It’s going to be a case of Jailhouse Rock for a Missouri woman has been sentenced to more than four years in federal prison for scheming to defraud Elvis Presley’s family by trying to auction off his Graceland home and property before a judge halted the brazen foreclosure sale.
Now a museum, the Memphis attraction welcomes about 650,000 visitors a year and is listed in the U.S. National Register of Historic Places – the first site recognized for significance related to rock music.
U.S. District Judge John T. Fowlkes Jr. sentenced Lisa Jeanine Findley in federal court in Memphis on Tuesday to four years and nine months behind bars, plus an additional three years of probation.
Findley, 54, pleaded guilty in February to a charge of mail fraud related to the scheme. She also had been indicted on a charge of aggravated identity theft, but that charge was dropped as part of a plea agreement.

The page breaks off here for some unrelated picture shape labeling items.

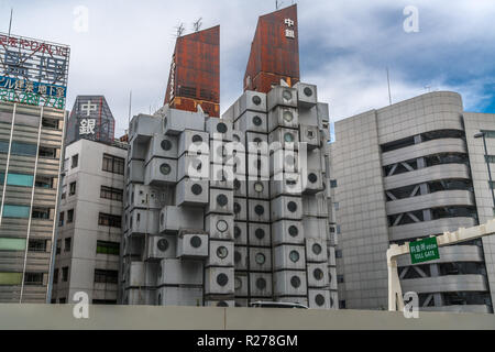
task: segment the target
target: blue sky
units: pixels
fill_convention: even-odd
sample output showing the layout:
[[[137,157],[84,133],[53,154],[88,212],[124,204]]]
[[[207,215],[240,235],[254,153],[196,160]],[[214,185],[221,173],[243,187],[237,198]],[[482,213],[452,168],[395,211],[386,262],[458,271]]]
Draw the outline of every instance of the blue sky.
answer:
[[[285,0],[284,6],[290,4]],[[495,1],[493,0],[299,0],[301,79],[317,84],[333,121],[433,90],[454,90],[468,111],[495,113]],[[89,10],[88,32],[74,30],[74,10]],[[403,10],[415,6],[419,32],[406,33]],[[68,108],[77,95],[107,97],[117,134],[133,113],[163,101],[174,28],[187,32],[221,25],[221,110],[242,92],[242,78],[257,16],[271,0],[72,1],[0,0],[0,31],[72,46]]]

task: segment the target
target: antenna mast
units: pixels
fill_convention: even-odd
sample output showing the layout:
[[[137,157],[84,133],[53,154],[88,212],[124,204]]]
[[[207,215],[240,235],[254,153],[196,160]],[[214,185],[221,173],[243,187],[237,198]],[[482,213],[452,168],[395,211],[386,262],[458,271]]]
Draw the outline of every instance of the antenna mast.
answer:
[[[392,106],[391,75],[388,73],[388,67],[387,67],[387,82],[388,82],[388,102]]]
[[[177,26],[175,28],[175,30],[176,30],[175,36],[176,36],[176,37],[179,37],[179,36],[182,36],[182,35],[184,34],[184,31],[185,31],[186,29],[184,28],[184,23],[180,23],[179,25],[177,25]]]
[[[10,9],[9,36],[12,30],[12,16],[13,16],[13,8]]]

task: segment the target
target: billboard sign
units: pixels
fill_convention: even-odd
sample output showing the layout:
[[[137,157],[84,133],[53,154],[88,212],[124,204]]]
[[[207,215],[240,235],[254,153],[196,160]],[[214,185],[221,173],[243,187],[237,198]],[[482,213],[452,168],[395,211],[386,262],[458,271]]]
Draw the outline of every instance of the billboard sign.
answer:
[[[0,101],[65,109],[70,48],[0,33]]]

Findley falsely claimed Presley’s daughter borrowed $3.8 million from a bogus private lender and had pledged Graceland as collateral for the loan before her death in January 2023, prosecutors said when Findley was charged in August 2024. She then threatened to sell Graceland to the highest bidder if Presley’s family didn’t pay a $2.85 million settlement, according to authorities.
Findley posed as three different people allegedly involved with the fake lender, fabricated loan documents and published a fraudulent foreclosure notice in a Memphis newspaper announcing the auction of Graceland in May 2024, prosecutors said. A judge stopped the sale after Presley’s granddaughter sued.

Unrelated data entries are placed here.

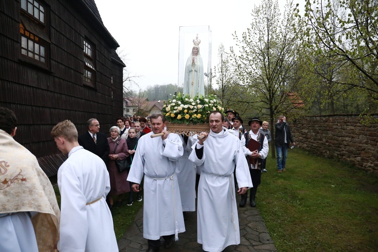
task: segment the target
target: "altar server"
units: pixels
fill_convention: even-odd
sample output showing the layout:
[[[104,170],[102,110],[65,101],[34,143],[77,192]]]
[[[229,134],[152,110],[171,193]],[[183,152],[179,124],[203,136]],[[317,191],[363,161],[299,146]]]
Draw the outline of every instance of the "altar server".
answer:
[[[177,161],[183,153],[182,142],[177,134],[164,130],[165,117],[161,114],[151,116],[152,132],[139,139],[128,180],[139,192],[145,175],[143,193],[143,237],[148,239],[147,251],[159,250],[160,238],[169,247],[172,238],[185,231],[180,192],[175,171]],[[161,137],[151,135],[163,133]]]
[[[193,145],[189,160],[198,166],[197,240],[204,250],[222,251],[240,243],[235,199],[234,169],[243,194],[253,186],[248,165],[238,138],[222,127],[224,115],[219,111],[209,116],[210,132]]]
[[[51,131],[58,149],[68,158],[58,170],[61,196],[60,239],[64,251],[118,251],[113,219],[105,201],[110,190],[102,159],[78,142],[74,123],[65,120]]]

Experts were baffled by the attempt to sell off one of the most storied pieces of real estate in the country using names, emails and documents that were quickly suspected to be phony.
Fowlkes, the judge, said it would have been a “travesty of justice” if the sale had been completed.
“This was a highly sophisticated scheme to defraud,” he said.
Graceland opened as a museum and tourist attraction in 1982. A large Presley-themed entertainment complex across the street from the museum is owned by Elvis Presley Enterprises. Presley died in August 1977 at the age of 42.